Licht und Schatten liegen im Handel nahe beieinander. In der modischen Branche hinterlässt die Onlinekonkurrenz schon länger Spuren.

Foto: APA/AFP/JOE KLAMAR

Herzlich willkommen, fühlt euch wohl, aber nicht zu wohl: Peter Buchmüller, Obmann der Bundessparte Handel macht zum Auftakt der Kollektivvertragsverhandlungen klar, dass die Veranstaltung kein Honiglecken wird. Seinen Senf hat er bereits davor abgegeben, denn die Gewerkschaft steckte vergangene Woche ihre Forderungen hoch: Die Handelsangestellten verlangen neben drei Extratagen Urlaub hundert Euro mehr Gehalt. Das entspricht immerhin einer Gehaltserhöhung um im Schnitt 4,4 Prozent auf Vollzeitbasis und liegt damit knapp unter der Forderung der Metallgewerkschaft.

Intensive Diskussionen

Als "überzogen und weltfremd" klassifizierte Buchmüller das lapidar.
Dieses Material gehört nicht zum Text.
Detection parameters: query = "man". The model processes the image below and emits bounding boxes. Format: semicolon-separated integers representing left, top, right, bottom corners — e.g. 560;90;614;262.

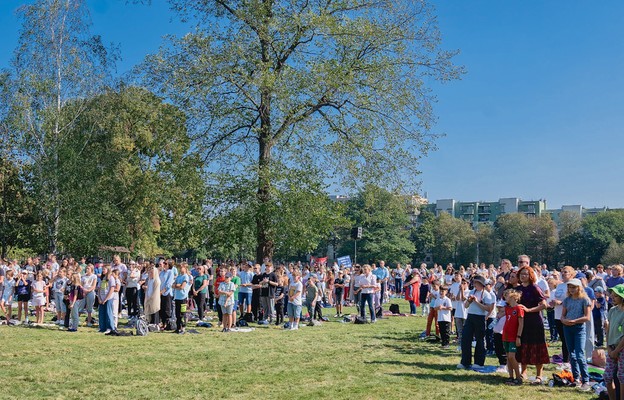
356;264;377;323
260;262;277;323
Die Branche könne es sich leisten, lautete hingegen das Argument, mit dem Martin Müllauer und Anita Palkovich, Verhandler aufseiten der Privatangestelltengewerkschaft GPA, ihre Position absteckten. Dass noch "intensive Diskussionen" zu führen sein werden, davon geht am Dienstag bei der traditionellen Forderungsübergabe in der Wirtschaftskammer auch Palkovich aus.
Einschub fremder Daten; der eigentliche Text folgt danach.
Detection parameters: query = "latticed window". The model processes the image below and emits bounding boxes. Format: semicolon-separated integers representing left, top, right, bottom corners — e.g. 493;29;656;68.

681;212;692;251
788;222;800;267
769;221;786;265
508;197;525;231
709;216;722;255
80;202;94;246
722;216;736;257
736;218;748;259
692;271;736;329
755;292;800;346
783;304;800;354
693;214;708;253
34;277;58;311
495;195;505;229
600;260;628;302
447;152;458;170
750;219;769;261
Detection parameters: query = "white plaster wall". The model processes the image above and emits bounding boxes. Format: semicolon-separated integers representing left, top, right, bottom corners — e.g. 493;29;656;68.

Sie verweist auf die Vollzeit-Einstiegsgehälter von unter 1.700 Euro im Handel. Im alten Handels-KV liegt dieser bei 1.634 Euro brutto pro Monat, das sind 1.307 Euro netto laufender Bezug, und im neuen KV bei 1.677 brutto oder 1.334 Euro netto. Außer Streit gestellt wurde von den Verhandlern die für die KV-Runden maßgebliche Inflationsrate mit einem Wert von 1,7 Prozent. Die Mehrausgaben müssten erst einmal verdient werden sagt Buchmüller. Für manche Betriebe dürfte das in der Tat eine Herausforderung werden.

Strukturwandel

Tatsächlich geht es der Branche mit ihren fast 600.000 Angestellten (inklusive Groß- und Kfz-Handel) insgesamt nicht schlecht. Im stationären Einzelhandel, der beschäftigungsstärksten Branche, hat sich der Strukturwandel abgeschwächt. Den großen Umbruch gab es in den Jahren davor. Zwischen 2003 und 2018 ist die Zahl der Einzelhandelsgeschäfte laut KMU-Forschung Austria um rund ein Fünftel geschrumpft. Knapp 11.000 kleine Geschäftstreibende sind von der Bildfläche verschwunden. Filialisten hingegen legten zu. Während 2003 erst 31 Prozent aller Ladengeschäfte von filialisierten Einzelhändlern betrieben wurden, trifft dies 2018 auf 40 Prozent zu.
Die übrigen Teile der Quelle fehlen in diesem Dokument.